While the IRS claims the letters don’t constitute an audit, they certainly run the risk of creating a chilling effect on thousands of American businesses. “There’s an emotional thing when you get a pretty ominous-looking letter from the IRS, [saying] you might have done bad things,” Tom Reese, owner of a hearing-aid retailer in Tennessee, told the Journal.
It’s more than emotional. Here are five reasons why the IRS’s campaign against small businesses is particularly egregious:
1. The burden of proof is on you, not on the IRS.
The IRS is saying you have to prove you didn’t break the law. The letters begin with the premise that businesses could be guilty: “Your gross receipts may have been underreported.” It is up to the businesses to go through the time and expense of proving they did nothing wrong. In fact, given that these letters are being sent to tens of thousands of businesses, and they are all form letters, means that there is very little “proof” of wrongdoing anyway. Businesses have to hire accountants and lawyers. All the IRS had to do was pay for postage.
2. The IRS is targeting the most vulnerable.
The Wall Street Journal specifically mentioned “mom-and-pops” as a target of the IRS letters. These kinds of companies -- the local store, the independent contractor, the professional-services office -- make up the majority of businesses in the country, yet, given their size, they can least afford to pay the accounting and legal expense to fight back. Large corporations have legal and tax departments. Smaller businesses don’t. Billable hours related to what is essentially an IRS fishing expedition saps profits, which could otherwise be re-invested in the business.
3. The campaign could be a job-killer.
By targeting small businesses, the government is focusing on the kinds of companies that have actually put people to work since the financial crisis. Small businesses accounted for 82,000 of the 200,000 private-sector payrolls added in July, according to the ADP National Employment Report. Routinely, small businesses have accounted for the plurality -- and, in some months, the majority -- of the jobs created in this nation. Businesses of this size hire based on profit-and-loss. Cut into those profits, and you lose jobs.
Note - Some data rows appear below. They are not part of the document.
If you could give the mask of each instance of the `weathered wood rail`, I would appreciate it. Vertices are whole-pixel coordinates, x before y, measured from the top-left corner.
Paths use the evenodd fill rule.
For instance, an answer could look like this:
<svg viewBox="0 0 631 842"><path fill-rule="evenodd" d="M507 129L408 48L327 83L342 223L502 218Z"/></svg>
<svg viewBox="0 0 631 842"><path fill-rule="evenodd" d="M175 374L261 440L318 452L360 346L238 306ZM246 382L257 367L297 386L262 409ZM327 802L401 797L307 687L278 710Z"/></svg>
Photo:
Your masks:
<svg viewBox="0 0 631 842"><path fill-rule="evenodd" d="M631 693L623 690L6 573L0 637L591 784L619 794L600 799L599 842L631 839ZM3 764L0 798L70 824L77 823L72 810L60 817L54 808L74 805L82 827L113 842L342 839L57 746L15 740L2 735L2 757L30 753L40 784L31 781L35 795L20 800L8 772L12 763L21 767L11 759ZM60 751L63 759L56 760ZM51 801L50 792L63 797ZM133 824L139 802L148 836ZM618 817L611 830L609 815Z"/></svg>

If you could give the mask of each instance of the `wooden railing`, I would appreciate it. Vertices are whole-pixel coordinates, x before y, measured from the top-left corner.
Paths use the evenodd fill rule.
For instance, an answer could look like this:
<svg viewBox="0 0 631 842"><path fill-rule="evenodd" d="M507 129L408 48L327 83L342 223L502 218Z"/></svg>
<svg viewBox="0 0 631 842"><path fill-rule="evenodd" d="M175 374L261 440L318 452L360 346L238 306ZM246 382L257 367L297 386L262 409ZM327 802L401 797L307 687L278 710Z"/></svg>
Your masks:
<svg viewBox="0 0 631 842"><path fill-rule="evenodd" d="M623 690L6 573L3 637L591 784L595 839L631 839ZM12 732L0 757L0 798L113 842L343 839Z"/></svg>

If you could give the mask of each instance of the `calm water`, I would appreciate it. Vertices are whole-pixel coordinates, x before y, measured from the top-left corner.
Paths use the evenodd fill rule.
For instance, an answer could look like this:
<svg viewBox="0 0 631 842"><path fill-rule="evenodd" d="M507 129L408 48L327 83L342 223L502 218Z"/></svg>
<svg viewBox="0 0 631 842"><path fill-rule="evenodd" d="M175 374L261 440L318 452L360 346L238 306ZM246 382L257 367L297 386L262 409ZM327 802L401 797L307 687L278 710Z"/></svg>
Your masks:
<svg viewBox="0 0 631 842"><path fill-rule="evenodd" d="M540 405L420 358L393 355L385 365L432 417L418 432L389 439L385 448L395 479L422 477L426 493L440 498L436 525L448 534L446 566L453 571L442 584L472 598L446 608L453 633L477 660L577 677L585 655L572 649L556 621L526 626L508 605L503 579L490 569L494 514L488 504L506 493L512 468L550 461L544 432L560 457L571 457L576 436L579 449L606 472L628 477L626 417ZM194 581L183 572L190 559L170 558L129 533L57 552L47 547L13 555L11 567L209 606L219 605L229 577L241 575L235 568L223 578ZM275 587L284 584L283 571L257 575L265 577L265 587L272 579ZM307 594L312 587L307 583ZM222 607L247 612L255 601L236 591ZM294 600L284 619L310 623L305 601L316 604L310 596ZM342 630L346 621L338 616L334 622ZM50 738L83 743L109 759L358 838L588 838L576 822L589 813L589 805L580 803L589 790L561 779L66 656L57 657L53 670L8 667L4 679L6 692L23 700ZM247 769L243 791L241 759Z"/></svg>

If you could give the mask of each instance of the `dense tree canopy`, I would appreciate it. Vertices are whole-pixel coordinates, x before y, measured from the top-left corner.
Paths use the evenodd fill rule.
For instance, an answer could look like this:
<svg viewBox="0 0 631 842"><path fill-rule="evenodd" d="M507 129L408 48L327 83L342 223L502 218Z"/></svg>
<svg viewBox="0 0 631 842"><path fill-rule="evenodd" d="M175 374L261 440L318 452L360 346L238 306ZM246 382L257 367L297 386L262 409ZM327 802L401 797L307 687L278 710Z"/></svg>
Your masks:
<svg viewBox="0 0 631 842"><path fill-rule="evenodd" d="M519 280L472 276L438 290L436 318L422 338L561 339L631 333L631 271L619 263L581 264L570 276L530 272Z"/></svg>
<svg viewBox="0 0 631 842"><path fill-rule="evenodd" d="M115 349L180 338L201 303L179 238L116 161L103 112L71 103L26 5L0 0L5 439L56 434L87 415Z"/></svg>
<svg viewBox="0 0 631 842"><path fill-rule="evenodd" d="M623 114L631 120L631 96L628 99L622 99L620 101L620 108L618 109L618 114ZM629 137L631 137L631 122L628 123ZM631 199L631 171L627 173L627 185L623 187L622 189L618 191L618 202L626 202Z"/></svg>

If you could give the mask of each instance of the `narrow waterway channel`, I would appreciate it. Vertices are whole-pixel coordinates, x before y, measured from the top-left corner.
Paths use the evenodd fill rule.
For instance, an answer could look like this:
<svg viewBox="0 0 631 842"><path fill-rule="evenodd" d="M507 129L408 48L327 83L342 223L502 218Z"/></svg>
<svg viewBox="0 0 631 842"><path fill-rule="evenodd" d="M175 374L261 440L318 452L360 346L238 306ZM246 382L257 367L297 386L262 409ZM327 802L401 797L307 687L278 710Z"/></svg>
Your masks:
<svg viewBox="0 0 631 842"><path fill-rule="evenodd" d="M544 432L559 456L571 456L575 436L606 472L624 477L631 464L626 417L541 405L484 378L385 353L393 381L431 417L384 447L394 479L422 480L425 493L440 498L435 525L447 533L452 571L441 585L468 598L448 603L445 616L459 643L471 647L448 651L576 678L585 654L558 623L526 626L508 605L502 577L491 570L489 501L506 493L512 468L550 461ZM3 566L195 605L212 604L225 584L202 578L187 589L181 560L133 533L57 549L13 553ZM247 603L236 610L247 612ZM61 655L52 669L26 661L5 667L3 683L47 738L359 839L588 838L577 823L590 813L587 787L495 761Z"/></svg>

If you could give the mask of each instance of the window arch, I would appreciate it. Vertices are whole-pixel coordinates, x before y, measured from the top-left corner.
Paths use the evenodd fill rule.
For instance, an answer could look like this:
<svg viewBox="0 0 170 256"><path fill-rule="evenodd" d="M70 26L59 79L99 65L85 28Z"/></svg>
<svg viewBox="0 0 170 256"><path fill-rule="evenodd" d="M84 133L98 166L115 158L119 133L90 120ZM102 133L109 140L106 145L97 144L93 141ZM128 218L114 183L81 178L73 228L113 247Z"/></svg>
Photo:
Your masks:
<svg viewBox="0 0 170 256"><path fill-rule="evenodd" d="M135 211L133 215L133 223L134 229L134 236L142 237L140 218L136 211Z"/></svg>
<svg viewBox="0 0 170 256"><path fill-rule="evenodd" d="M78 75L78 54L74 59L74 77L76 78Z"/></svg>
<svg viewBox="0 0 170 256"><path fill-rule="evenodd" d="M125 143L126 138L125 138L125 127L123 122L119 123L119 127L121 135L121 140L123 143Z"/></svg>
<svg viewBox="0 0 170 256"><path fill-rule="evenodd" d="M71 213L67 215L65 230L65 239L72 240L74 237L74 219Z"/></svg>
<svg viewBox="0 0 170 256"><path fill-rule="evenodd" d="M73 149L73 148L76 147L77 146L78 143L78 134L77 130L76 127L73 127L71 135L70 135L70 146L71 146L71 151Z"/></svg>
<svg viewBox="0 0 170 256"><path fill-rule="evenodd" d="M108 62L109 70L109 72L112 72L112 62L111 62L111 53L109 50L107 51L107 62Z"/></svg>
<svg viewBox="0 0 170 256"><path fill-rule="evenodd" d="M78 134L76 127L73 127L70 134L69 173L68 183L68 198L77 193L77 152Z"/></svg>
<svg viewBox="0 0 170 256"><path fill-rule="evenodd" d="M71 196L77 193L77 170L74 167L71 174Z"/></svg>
4. The IRS isn’t transparent.
Want to know how the IRS has determined that your business might be underreporting cash sales? Tough. Clearly there is an algorithm based on reporting from banks and credit-card companies, but the IRS isn’t offering the extent that data is used. In fact, it is offering very little. It only says that the businesses receiving the letters have reported cash sales that are “unusually low.” It is difficult to refute any accusation when you don’t know what information went into it in the first place. Is it based just on the percentage of cash sales? Does the algorithm take into account the average size of a transaction? Are some sectors being targeted more than others? Business owners know nothing about why they are getting these letters.
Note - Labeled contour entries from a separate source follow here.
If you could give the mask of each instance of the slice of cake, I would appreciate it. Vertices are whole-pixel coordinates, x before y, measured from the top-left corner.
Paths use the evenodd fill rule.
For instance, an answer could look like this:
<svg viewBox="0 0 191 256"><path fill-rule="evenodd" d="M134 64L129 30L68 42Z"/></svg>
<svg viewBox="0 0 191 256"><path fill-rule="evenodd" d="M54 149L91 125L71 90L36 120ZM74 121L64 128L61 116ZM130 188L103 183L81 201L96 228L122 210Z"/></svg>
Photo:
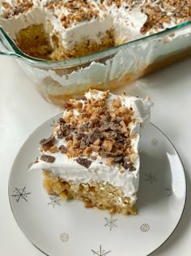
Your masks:
<svg viewBox="0 0 191 256"><path fill-rule="evenodd" d="M43 170L49 194L134 215L140 132L151 105L148 99L97 90L70 100L53 134L40 141L41 155L31 169Z"/></svg>

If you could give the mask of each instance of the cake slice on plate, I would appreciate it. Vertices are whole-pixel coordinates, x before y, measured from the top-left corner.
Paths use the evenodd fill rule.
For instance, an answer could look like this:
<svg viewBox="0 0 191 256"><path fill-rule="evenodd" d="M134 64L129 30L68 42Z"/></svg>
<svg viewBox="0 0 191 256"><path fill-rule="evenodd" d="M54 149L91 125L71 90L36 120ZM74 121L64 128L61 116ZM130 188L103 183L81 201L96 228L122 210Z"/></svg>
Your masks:
<svg viewBox="0 0 191 256"><path fill-rule="evenodd" d="M90 90L65 104L53 134L40 141L43 186L63 200L111 214L136 214L138 142L150 119L149 99Z"/></svg>

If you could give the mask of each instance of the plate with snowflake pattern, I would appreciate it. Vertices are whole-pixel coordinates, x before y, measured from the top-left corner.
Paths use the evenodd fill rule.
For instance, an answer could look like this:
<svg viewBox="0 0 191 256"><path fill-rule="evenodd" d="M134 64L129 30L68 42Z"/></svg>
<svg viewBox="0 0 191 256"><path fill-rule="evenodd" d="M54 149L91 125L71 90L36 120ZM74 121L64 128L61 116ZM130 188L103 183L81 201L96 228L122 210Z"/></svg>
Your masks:
<svg viewBox="0 0 191 256"><path fill-rule="evenodd" d="M181 218L186 181L173 145L150 124L141 138L137 215L110 215L77 201L48 195L40 170L29 171L57 115L40 125L20 149L9 180L9 199L19 227L49 256L146 256L172 234Z"/></svg>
5. It will only get worse from here.
Right now, the IRS has sent letters to roughly 20,000 small businesses, but the Journal notes that the agency expects that number to grow in the coming months. Expanding the program, though, doesn’t fit with the IRS’s assurance that it is “working diligently to minimize burden on both taxpayers and tax professionals.” If the IRS casts a wider net, it will only increase the burden on businesses. Every dollar spent fighting what could be unfounded allegations is a dollar not reinvested in the economy. Add the list of targets, and there could be a palpable economic impact -- at a time when the country can least afford it.